The university guide published annually by the magazine US News and World Report, whose league tables routinely drive United States academics to distraction, is to be challenged by similar publications from rivals Time and Newsweek.
The US News guide called America's Best Colleges has virtually monopolised the market since its launch in 1983. This summer parents and prospective students can also choose from Time's The Best College for You and Newsweek's How to Get Into College.
Richard Detweiler, president of Hartwick College in New York state, and a persistent critic of journalistic college rankings, said: "US News has made a huge amount of money at very little real expense and the others have realised that."
Hartwick is one of a small number of colleges that refuse to cooperate with US News researchers.
US News and World Report is relatively unknown abroad but has found a niche in consumer journalism where it can satisfy the American public's insatiable appetite for statistics.

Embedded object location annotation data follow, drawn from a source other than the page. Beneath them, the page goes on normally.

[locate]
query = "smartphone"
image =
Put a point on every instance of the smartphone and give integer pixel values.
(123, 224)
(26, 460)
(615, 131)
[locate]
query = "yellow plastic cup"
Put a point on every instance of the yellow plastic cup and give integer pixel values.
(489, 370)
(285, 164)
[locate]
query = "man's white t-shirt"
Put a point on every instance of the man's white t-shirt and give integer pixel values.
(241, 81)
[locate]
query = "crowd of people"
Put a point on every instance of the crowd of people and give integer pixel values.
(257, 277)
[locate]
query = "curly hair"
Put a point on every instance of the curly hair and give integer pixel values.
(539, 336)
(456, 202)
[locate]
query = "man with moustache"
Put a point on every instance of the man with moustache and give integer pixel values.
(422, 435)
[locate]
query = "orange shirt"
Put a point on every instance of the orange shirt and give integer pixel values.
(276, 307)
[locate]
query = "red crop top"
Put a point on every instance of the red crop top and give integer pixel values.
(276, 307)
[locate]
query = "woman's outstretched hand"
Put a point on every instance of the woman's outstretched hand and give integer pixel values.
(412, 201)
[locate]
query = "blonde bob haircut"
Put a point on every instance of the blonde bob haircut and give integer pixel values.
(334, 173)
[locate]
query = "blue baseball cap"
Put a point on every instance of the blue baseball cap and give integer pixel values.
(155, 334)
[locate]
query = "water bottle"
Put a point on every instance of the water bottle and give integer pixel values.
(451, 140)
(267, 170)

Every summer, US News devotes a special issue to the college guide, which has proved a profitable way to boost sales in a journalistic lean season. Five hundred colleges are ranked by number in categories such as "Best universities" and "Best liberal-arts colleges". It publishes an accompanying 300-page book, with greater detail and wider coverage, which has an annual print run of about one million.

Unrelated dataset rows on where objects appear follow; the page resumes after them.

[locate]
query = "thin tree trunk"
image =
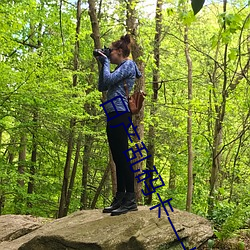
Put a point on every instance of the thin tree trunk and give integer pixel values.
(73, 174)
(189, 124)
(64, 191)
(217, 142)
(137, 52)
(21, 159)
(151, 133)
(33, 157)
(85, 170)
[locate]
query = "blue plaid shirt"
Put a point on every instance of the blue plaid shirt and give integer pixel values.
(113, 82)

In 1995, the US National Research Council ranked 3,634 doctoral programmes at US research universities in a 740-page work that was four years in the making.
But there has been no corresponding scientific assessment of undergraduate courses, and as a result it has been left largely to journalists. Money magazine has also published a guide, but US News is regarded as the Bible of the trade.

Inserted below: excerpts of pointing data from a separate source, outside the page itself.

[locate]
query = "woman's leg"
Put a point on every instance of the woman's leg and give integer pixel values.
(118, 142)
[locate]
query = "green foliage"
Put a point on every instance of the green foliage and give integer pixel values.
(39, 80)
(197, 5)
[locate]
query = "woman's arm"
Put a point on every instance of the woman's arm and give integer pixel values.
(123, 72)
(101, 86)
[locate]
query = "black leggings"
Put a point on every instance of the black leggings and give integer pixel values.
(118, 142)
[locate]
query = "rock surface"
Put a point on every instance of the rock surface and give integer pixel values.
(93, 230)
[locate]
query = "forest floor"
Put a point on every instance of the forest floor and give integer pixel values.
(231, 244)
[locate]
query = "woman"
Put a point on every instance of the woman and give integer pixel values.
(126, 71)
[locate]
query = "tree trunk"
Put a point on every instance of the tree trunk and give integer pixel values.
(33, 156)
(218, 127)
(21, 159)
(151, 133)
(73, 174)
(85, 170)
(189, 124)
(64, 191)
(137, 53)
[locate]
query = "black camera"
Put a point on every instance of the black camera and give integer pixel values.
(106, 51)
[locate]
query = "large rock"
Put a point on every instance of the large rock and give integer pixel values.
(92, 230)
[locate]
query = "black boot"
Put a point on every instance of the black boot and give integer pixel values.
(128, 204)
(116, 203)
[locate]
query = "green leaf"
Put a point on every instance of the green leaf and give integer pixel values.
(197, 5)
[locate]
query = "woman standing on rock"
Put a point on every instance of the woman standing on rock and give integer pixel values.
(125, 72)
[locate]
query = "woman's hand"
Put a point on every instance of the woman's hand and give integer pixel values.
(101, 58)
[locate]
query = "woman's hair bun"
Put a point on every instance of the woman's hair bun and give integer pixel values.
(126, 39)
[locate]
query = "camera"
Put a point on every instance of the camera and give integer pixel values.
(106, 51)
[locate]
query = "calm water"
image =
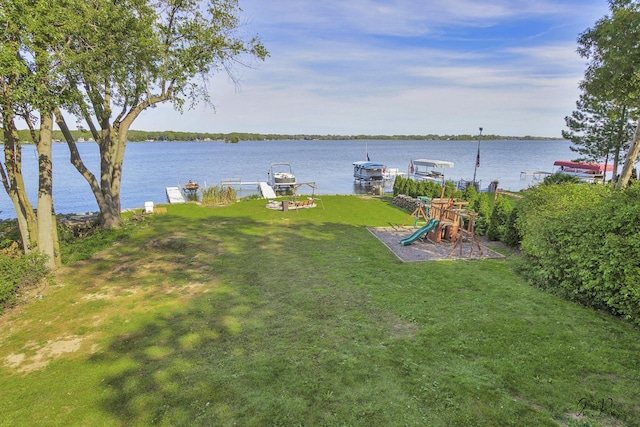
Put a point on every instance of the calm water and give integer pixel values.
(150, 167)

Its ranking system is largely based on statistical readings of answers to a questionnaire sent to colleges. Its coverage ranges from test scores for the entering class, to an institution's reputation among college officers nationwide, to expenditures per student, graduation rates, and even the percentage of alumni who give money.
David Webster, professor of education at Oklahoma State University and one of the few in favour of rankings, said: "American academics, as a rule, either 'dislike or detest' the rankings." A list of the adjectives used to describe them, which he once compiled, runs from amateurish, inaccurate and shallow to just plain wacko and totally bonkers.
But college guides have proved difficult to ignore. Studies have shown that about half of all students consult them. Alvin Sanoff, editor of the US News guide, said: "I think that we have a reputation that we have worked to establish for openness, for seriousness, for willingness to change when people make good and valid suggestions."
Time and Newsweek will not have the benefit of US News's years of experience. Both are publishing their guides in collaboration with companies that offer training for the US Scholastic Assessment Test.
Time's 220-page book will include a self-assessment test for students and a CD-Rom to help with college applications. Newsweek's is 200 pages long and looks at more than 1,000 institutions. Spurred in part by the competition, US News has added 70 pages to its book, including figures on the level of debt of student graduates.